[hinkley]

In MD5, there are calculations that if they result in certain data ranges in certain bytes, results in a secondary calculation to spread that change into other bytes. Like a non Euclidean carry operation.

So I would think if you treat all of the bytes as one SIMD instruction, do a SIMD compare, and then fire another operation as a result… if you could guarantee that the third operation would have to fire for at least one of the vector values every time, then I think you’d have your solution.

[nayuki]

I am familiar with the low-level arithmetic in MD5 (e.g. https://www.nayuki.io/res/cryptographic-primitives-in-plain-... ). Exactly which calculations are you pointing to that result in a secondary calculation?

[hinkley]

Hmm. I could have sworn the rotation had a component of the calculation in it, but you're right it's just the loop counter. SHA-1 and AES also vary by the round, but none of SHA-2, DES, or MD-4 have either round nor state variance, so if I'm misremembering a different algorithm it's pretty obscure. False memory I guess.

[nayuki]

For the 5 algorithms you mentioned, I know them well.

> SHA-1 and AES also vary by the round

Vary what by the round? SHA-1 ( https://www.nayuki.io/res/cryptographic-primitives-in-plain-... ) is structured very similarly to MD5, with one big difference being that SHA-1 doesn't vary the rotation by the round number.
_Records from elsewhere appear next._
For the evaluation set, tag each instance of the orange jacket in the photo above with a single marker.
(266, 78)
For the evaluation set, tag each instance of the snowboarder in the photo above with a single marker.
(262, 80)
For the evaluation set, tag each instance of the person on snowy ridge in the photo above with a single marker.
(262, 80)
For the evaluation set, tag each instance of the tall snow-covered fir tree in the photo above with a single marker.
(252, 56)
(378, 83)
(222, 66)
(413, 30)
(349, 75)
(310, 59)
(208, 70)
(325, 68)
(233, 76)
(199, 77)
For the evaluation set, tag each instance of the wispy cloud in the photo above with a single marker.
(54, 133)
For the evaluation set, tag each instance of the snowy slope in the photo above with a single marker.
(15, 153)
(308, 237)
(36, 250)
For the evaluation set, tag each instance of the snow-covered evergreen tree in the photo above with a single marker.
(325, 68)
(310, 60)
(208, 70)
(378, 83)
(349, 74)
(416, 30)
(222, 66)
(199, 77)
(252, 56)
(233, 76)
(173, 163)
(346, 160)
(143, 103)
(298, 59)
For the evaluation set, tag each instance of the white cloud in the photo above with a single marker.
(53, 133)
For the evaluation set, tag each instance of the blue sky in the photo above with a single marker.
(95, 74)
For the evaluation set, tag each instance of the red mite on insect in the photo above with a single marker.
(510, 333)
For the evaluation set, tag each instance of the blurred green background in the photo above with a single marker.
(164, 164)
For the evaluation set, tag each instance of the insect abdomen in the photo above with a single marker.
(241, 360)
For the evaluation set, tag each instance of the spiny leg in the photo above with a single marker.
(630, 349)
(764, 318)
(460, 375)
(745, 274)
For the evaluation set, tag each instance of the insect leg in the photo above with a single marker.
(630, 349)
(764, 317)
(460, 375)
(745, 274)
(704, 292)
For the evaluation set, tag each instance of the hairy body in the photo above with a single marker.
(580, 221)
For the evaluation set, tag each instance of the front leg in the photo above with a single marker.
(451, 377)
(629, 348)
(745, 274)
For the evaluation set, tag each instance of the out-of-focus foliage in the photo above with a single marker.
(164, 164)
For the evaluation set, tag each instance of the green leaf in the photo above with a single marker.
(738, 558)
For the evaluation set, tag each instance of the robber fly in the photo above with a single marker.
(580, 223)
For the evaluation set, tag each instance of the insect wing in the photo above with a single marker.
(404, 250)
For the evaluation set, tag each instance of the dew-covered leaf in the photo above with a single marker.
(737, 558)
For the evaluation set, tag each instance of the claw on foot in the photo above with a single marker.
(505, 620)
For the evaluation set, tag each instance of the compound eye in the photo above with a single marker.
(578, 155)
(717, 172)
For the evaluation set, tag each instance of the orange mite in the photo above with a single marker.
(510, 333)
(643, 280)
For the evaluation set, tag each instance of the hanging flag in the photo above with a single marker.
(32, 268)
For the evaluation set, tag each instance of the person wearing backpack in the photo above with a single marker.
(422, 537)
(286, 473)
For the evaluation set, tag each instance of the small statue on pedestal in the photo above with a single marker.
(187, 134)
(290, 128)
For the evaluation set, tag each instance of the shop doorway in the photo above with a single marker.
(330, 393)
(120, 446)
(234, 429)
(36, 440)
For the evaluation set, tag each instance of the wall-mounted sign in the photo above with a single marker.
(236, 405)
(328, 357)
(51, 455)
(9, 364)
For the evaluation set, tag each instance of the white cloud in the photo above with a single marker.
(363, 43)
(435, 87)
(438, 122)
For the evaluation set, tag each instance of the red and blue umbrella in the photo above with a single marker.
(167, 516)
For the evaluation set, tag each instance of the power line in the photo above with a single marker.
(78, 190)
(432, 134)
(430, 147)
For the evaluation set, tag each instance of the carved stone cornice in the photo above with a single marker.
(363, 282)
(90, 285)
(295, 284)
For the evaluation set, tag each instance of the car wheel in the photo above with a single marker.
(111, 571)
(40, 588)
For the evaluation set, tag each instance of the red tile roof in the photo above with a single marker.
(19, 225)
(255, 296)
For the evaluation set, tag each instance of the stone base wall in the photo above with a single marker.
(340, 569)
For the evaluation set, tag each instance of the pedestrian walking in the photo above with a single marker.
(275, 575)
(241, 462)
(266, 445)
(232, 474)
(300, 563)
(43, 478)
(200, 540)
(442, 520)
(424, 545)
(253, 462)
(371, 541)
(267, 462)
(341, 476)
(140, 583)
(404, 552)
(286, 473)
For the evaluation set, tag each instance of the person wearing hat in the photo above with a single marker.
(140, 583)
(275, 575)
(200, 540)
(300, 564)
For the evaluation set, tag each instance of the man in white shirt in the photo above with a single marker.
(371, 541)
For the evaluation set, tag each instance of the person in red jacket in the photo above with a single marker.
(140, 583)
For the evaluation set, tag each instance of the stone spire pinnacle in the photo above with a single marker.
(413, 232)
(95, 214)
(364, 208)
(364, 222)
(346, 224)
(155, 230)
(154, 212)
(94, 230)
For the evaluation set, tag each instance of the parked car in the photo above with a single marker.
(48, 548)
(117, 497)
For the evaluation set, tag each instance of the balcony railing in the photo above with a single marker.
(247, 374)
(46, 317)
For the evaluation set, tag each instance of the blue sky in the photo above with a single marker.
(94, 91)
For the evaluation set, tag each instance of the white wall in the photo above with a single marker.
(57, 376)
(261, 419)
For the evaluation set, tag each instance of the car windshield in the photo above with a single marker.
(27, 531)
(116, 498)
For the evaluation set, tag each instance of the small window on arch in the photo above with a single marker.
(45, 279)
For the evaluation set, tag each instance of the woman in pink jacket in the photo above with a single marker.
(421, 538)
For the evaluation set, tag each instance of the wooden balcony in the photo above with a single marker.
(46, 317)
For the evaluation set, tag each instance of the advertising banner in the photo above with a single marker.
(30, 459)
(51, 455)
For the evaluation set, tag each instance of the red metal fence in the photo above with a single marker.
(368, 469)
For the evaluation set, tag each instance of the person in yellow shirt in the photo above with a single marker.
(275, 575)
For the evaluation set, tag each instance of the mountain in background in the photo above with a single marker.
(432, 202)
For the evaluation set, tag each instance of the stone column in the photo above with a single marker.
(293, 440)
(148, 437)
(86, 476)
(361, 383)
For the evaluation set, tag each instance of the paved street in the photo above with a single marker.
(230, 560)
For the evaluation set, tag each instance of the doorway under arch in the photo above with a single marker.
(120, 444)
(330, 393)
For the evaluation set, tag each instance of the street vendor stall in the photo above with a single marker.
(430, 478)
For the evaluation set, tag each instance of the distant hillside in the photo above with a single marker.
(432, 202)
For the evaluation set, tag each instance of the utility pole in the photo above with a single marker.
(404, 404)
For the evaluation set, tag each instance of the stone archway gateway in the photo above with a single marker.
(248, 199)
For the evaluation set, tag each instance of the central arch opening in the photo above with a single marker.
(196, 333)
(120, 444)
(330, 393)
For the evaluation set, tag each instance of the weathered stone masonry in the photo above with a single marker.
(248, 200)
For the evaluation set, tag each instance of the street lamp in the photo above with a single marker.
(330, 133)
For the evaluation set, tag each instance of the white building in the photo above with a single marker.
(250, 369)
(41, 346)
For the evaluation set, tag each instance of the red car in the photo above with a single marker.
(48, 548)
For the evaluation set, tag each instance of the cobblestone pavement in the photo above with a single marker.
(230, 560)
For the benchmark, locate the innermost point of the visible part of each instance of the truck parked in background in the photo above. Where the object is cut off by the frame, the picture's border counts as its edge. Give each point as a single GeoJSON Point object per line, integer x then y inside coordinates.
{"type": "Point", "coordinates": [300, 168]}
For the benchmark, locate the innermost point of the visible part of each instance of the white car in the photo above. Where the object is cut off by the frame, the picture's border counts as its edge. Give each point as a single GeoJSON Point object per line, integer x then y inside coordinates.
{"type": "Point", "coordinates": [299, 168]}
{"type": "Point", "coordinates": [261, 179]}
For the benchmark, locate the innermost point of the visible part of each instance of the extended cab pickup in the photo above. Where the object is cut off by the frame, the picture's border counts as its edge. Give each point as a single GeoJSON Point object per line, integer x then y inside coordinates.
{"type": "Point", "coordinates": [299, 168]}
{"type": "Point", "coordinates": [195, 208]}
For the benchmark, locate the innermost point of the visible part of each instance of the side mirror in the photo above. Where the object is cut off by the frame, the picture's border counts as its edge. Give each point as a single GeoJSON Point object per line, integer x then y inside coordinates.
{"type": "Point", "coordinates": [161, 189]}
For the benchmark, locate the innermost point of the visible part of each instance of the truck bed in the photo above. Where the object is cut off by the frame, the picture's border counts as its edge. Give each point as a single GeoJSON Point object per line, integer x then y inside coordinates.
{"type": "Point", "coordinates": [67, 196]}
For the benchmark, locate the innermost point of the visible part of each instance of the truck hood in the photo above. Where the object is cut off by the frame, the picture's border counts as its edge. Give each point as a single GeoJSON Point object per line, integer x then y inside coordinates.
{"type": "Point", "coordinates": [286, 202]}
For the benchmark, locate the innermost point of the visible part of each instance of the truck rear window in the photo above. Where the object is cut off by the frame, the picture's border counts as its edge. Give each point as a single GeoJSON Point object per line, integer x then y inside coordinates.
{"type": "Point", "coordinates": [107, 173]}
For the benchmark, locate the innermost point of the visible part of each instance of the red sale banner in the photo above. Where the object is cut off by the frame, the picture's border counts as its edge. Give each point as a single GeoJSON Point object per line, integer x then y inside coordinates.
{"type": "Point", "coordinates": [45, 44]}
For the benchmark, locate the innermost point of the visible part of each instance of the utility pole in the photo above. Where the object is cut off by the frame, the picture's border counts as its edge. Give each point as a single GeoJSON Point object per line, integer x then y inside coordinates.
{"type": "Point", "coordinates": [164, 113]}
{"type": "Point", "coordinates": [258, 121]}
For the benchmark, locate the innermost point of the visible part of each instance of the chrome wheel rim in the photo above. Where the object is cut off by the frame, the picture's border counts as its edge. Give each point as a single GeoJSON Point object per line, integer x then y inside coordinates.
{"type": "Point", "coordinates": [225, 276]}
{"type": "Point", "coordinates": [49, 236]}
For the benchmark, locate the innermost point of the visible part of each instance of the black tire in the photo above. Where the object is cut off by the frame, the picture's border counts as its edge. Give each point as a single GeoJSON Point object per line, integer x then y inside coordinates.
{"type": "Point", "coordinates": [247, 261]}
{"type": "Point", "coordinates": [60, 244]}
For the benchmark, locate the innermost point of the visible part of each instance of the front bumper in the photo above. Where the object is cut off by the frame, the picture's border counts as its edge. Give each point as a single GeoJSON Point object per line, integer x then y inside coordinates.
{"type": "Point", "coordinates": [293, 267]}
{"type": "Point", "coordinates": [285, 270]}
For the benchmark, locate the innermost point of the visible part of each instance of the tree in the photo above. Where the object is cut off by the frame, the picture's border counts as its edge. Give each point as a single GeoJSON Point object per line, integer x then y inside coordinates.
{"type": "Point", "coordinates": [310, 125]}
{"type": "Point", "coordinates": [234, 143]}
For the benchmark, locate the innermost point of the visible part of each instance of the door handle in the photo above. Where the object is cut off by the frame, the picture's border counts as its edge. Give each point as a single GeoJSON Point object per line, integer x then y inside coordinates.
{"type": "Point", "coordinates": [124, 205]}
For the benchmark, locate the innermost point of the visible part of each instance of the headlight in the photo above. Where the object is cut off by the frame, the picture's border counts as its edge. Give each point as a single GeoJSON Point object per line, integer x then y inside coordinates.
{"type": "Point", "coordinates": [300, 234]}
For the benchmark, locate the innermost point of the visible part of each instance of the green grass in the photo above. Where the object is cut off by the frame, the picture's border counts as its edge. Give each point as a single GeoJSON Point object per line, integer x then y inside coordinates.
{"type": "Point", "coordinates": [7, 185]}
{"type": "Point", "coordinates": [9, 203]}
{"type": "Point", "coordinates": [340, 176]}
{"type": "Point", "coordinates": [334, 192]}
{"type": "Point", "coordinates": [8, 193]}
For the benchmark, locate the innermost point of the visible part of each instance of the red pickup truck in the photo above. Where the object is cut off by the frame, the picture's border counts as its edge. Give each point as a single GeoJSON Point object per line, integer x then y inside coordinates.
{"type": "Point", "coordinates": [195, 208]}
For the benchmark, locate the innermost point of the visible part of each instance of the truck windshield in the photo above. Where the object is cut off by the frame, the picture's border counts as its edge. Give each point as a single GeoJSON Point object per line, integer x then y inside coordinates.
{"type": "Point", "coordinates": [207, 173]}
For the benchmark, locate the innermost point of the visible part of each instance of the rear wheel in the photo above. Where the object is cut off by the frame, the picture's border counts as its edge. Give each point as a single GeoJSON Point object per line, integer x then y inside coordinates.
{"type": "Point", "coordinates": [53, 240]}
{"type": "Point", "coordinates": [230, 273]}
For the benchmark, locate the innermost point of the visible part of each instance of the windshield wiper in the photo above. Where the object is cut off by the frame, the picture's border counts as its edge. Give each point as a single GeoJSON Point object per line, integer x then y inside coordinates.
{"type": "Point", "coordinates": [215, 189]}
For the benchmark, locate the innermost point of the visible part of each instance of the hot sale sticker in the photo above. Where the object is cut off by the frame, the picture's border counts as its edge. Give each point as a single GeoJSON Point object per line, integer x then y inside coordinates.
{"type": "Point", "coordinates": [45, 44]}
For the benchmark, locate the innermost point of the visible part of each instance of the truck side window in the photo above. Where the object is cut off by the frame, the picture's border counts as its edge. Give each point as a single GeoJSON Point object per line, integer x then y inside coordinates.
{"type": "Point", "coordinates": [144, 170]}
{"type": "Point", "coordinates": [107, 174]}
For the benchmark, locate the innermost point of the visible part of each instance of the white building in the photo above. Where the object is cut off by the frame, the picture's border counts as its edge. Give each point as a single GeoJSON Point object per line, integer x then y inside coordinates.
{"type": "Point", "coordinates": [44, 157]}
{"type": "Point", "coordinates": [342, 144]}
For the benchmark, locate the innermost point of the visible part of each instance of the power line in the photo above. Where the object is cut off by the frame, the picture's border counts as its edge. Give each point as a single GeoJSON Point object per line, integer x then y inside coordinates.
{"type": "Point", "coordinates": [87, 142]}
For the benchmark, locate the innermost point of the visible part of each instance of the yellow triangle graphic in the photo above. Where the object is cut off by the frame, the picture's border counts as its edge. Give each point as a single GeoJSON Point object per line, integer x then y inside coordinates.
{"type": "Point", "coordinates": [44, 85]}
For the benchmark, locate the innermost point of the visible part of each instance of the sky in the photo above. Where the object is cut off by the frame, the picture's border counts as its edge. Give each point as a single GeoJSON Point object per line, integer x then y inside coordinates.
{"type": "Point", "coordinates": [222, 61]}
AES has a public sequence of round constants that gets applied to the key expansion, but otherwise doesn't do anything special to the ciphertext per round.

The logic that can cause timing issues include using a memory lookup table for the S-box and finite field multiplication in AES, as well data-dependent rotations in rare ciphers like https://en.wikipedia.org/wiki/RC5 and RC6.

[hinkley]

The tables have always made people nervous anyway. And the compromised EC entry just sealed the deal. How do we know they aren’t chosen by the NSA for mischief, even now that they should know better that someone else will figure out their trick too?